“You have found her good as well as useful?”

“Always. She has seemed more like a friend than a housekeeper. Why do you ask? Why are we discussing her when there are so many other things we ought to talk about?”

“Because this nurse of Edgar concerns us more than any one else in the world to-day. Because through her we nearly came to grief and now through her we are to see the light again. Will you try to understand me? Without further words, understand me?”

I could see the knowledge coming, growing, flaming in her face.

“Wealthy!” she cried. “Wealthy! Not any one nearer and dearer! I could never bring myself to believe that it was. But not to know! I could not have borne it much longer.”

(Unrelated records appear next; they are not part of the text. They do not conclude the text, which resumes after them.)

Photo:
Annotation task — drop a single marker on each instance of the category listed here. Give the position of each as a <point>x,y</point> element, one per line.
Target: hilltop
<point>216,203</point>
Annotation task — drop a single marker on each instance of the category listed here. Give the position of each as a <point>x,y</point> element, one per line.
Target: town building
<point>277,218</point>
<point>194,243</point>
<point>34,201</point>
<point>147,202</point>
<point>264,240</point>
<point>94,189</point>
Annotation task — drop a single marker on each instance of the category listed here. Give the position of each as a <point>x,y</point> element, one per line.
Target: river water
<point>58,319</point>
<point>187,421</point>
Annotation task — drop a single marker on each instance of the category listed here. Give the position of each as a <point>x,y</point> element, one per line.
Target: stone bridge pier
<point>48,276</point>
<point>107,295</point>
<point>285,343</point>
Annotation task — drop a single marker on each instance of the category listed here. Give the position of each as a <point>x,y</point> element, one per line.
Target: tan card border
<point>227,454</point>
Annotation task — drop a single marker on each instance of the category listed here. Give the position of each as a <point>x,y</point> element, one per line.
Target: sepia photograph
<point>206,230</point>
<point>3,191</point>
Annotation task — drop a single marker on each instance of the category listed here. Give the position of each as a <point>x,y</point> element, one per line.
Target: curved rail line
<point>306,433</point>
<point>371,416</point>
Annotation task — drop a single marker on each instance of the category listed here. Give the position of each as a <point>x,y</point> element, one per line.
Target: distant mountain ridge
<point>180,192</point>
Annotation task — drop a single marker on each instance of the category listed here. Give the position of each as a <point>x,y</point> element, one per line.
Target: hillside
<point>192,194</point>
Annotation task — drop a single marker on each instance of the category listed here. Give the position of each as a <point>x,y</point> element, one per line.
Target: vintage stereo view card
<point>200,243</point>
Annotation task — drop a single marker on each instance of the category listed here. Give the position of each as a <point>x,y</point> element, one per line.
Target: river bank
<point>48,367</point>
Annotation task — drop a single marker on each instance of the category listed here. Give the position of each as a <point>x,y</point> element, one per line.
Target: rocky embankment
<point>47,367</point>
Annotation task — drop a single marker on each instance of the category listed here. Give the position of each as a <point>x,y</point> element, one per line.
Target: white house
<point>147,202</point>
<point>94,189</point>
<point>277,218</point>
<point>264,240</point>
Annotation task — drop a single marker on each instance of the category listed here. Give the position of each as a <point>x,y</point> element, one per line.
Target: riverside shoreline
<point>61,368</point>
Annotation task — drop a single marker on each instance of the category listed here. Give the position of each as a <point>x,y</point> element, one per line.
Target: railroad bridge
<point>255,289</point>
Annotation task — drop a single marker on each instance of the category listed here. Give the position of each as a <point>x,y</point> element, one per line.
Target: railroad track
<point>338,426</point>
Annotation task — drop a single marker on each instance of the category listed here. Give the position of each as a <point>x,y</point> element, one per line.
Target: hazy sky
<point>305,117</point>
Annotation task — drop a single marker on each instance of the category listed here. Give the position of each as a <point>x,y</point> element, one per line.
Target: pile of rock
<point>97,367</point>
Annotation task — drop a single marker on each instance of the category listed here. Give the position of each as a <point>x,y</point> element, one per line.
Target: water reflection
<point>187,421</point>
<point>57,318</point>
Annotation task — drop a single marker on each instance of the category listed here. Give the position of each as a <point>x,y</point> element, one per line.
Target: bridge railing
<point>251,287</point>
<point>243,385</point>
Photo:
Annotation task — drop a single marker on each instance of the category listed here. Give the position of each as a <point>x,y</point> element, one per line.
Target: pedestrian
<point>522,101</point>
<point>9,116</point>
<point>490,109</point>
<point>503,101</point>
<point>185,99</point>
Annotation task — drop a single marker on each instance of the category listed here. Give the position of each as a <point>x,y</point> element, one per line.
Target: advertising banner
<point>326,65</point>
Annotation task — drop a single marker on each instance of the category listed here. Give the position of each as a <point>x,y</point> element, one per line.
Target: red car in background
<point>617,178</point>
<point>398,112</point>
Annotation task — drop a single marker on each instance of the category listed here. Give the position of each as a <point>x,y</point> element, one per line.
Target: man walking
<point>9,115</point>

And I had to sit there, with her dear hand so near and not touch it. To explain, counsel and console, with that old adjuration from lips whose dictates still remained authoritative over me, not to pass the line from cousinship to lover till he had taken off the ban or was dead. He was dead, but the ban had not yet been removed, for there were some things I must be sure of before love could triumph; one of which I was resolved to settle before I left Orpha’s presence.

So when we had said all there was to say of the day’s tragedy and what was to be expected from it, I spoke to her of the odd little key which had opened the way to the hidden stairway and asked her if she had it about her as I greatly desired to see it again.

“I am wearing it for a little while,” she answered and drawing the chain from her neck she laid both that and the key in my hand.

I studied the latter closely before putting the inquiry:

“Is this the key you found in the earth of the flower-pot, Orpha?”